In Monday’s 5-4 ruling, the court determined that the Second Amendment applies to states in the case of McDonald v. Chicago.
This follows the high court’s 2008 decision in District of Columbia v. Heller, which said the Second Amendment’s right to keep and bear arms extends to individuals in federal enclaves, specifically the District of Columbia, which is not a state. Today’s ruling by the Supreme Court applies to the states.
Alito wrote: “Evidence from the period immediately following the ratification [in 1868] of the Fourteenth Amendment only confirms that the right to keep and bear arms was considered fundamental. … In sum, it is clear that the Framers and ratifiers of the Fourteenth Amendment counted the right to keep and bear arms among those fundamental rights necessary to our system of ordered liberty.”
In his dissent, Associate Justice John Paul Stevens argued that today’s decision violated a state’s decision to be flexible in incorporating certain rights.
“I do not mean to deny that there can be significant practical, as well as esthetic, benefits from treating rights symmetrically with regard to the state and federal governments,” wrote Stevens. “Jot-for-jot incorporation of a provision may entail greater protection of the right at issue and therefore greater freedom for those who hold it; jot-for-jot incorporation may also yield greater clarity about the contours of the legal rule.”
Alito was joined by Chief Justice John G. Roberts, as well as Justices Clarence Thomas, Anthony Kennedy and Antonin Scalia.

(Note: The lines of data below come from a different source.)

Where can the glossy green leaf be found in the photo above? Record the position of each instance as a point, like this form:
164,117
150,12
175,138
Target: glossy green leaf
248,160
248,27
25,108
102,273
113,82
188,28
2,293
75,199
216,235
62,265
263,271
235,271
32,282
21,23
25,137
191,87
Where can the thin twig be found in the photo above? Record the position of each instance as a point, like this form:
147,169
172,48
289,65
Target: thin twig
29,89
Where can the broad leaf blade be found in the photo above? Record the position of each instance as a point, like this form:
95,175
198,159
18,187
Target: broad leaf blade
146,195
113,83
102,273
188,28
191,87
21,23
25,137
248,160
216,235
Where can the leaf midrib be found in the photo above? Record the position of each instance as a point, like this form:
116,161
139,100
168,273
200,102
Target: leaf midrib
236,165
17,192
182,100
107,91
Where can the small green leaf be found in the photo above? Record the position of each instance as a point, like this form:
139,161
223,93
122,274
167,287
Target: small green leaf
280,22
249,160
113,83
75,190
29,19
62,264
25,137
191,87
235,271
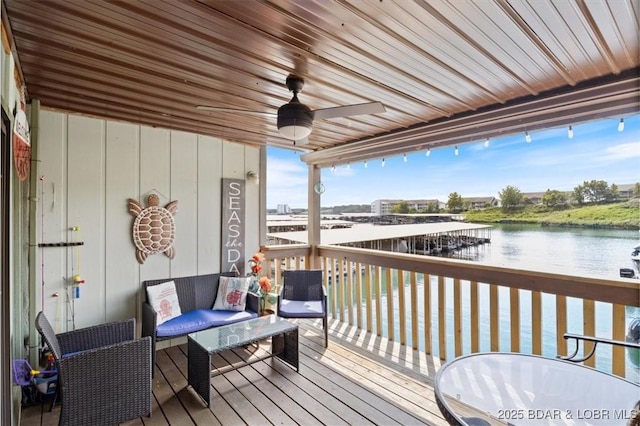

Retiring Justice Stevens – in his final day on the high court -- was joined in his dissent by Justices Ruth Bader Ginsburg, Stephen Breyer, and Sonia Sotomayor.
Justice Stevens continued, “The costs of federal courts’ imposing a uniform national standard may be especially high when the relevant regulatory interests vary significantly across localities, and when the ruling implicates the states’ core police powers.”
“When one legal standard must prevail across dozens of jurisdictions with disparate needs and customs, courts will often settle on a relaxed standard,” said Stevens.
“This watering-down risk is particularly acute when we move beyond the narrow realm of criminal procedure and into the relatively vast domain of substantive rights,” he continued. “So long as the requirements of fundamental fairness are always and everywhere respected, it is not clear that greater liberty results from the jot-for-jot application of a provision of the Bill of Rights to the States. Indeed, it is far from clear that proponents of an individual right to keep and bear arms ought to celebrate today’s decision.”
Alito wrote that it was not uncommon for constitutional rights to intervene with state laws.
“Incorporation always restricts experimentation and local variations, but that has not stopped the Court from incorporating virtually every other provision of the Bill of Rights,” Alito wrote.
In framing the argument that the intent of the Fourteenth Amendment should incorporate Second Amendment rights, Alito referenced post-Civil War laws that the Fourteenth Amendment intended to eliminate.
“The laws of some states formally prohibited African Americans from possessing firearms,” Alito said. “For example, a Mississippi law provided that ‘no freedman, free negro or mulatto, not in the military service of the United States government, and not licensed so to do by the board of police of his or her county, shall keep or carry firearms of any kind, or any ammunition, dirk or bowie knife."
Alito argued that, ultimately, the Heller decision regarding the D.C. gun ban makes it clear that the right to keep and bear arms also applies to states.
“With this framework in mind, we now turn directly to the question whether the Second Amendment right to keep and bear arms is incorporated in the concept of due process,” Alito wrote. “In answering that question, as just explained, we must decide whether the right to keep and bear arms is fundamental to our scheme of ordered liberty.”
“Our decision in Heller points unmistakably to the answer,” Alito continued. “Self-defense is a basic right, recognized by many legal systems from ancient times to the present day, and in Heller, we held that individual self-defense is ‘the central component’ of the Second Amendment right.”